Kelly Packard

Biographical details
- Alma mater: Anderson University (class of 1990)

Coaching career (HC unless noted)
- 1991–1993: Colorado State (asst.)
- 1996–1999: Colorado State (asst.)
- 2004–2006: Colorado Chill
- 2008–2012: Ball State
- 2013–2016: Taylor

Accomplishments and honors

Championships
- 2x NWBL (2005, 2006); MAC tournament (2009); MAC West Division (2009);

= Kelly Packard (basketball) =

American basketball player and coach

Kelly Packard is a retired women's basketball coach at Taylor University. Previously she served as head women's basketball coach at Ball State University. She served in that position for four seasons (2008–12) and moved into the position at Taylor in 2013. She is a former head coach of the Colorado Chill from the National Women's Basketball League. She previously served as an assistant coach at Colorado State University, where she helped the Rams to a 99-49 record. In 2004 and 2005, the Colorado Chill won the NWBL Championships.

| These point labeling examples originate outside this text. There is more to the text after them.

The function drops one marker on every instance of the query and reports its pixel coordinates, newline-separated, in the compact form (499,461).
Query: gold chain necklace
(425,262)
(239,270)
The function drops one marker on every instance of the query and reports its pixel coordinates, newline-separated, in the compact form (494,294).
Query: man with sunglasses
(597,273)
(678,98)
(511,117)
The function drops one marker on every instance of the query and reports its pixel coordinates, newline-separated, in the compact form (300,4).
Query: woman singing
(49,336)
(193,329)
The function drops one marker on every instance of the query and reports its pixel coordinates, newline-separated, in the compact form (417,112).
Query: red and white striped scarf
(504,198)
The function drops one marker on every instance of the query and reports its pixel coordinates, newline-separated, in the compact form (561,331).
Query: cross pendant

She was a four year basketball player at Anderson University (Indiana), and is a member of the Anderson University Hall of Fame. Her 1990 records— scoring (1,275) and rebounds (723) stood until 2001, when they were broken by Rachel Miller.

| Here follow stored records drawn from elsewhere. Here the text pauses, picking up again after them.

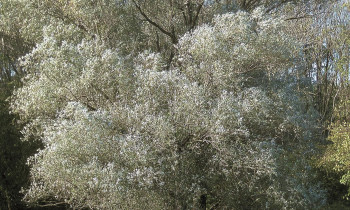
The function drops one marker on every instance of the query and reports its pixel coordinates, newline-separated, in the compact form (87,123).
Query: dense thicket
(178,104)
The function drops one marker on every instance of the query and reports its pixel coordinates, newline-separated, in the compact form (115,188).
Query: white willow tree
(223,127)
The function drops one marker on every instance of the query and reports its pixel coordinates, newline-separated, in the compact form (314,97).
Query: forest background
(174,104)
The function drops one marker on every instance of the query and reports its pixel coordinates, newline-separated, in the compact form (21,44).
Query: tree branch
(154,23)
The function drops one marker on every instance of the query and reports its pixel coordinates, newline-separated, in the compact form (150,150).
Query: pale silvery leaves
(116,134)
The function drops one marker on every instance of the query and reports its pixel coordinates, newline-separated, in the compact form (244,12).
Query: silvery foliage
(222,122)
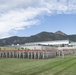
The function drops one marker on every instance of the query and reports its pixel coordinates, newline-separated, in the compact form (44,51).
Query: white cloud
(18,14)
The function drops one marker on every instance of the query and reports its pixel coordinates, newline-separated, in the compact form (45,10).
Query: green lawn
(53,66)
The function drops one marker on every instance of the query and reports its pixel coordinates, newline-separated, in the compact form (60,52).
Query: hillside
(43,36)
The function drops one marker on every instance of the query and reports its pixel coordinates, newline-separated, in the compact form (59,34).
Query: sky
(29,17)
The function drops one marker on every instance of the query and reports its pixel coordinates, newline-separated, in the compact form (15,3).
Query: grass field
(54,66)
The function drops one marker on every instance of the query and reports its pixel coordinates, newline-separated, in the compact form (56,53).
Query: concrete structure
(31,54)
(41,50)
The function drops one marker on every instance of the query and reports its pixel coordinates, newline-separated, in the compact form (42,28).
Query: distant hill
(43,36)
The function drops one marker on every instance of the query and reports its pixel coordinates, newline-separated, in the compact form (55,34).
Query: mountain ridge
(42,36)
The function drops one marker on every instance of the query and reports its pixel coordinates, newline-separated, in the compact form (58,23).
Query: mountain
(43,36)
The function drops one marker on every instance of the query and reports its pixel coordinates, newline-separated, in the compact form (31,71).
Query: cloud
(16,15)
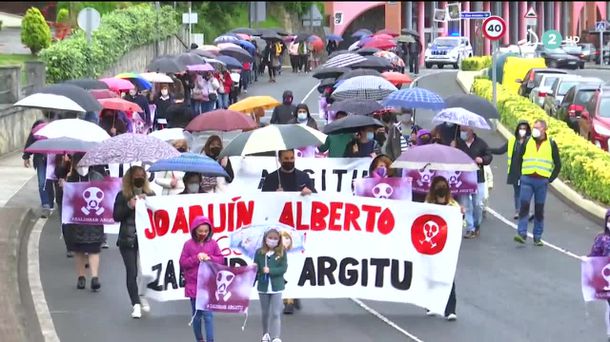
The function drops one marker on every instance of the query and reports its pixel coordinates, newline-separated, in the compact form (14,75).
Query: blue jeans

In 2009, she coached the Cardinals to a 26–9 record, the best record in school history, including an NCAA Tournament first-round upset of national power the University of Tennessee and head coach Pat Summitt. It was the first time in history that Summitt had been defeated in the first round. The Women's Basketball Coaches Association selected Packard to receive the Maggie Dixon Rookie Coach of the Year award for Division I coaches.

In 2018 May 29 Packard hired for assistant coach to Northern Colorado, but she resigned and retiring from coaching one week later, due to her chronic health issues.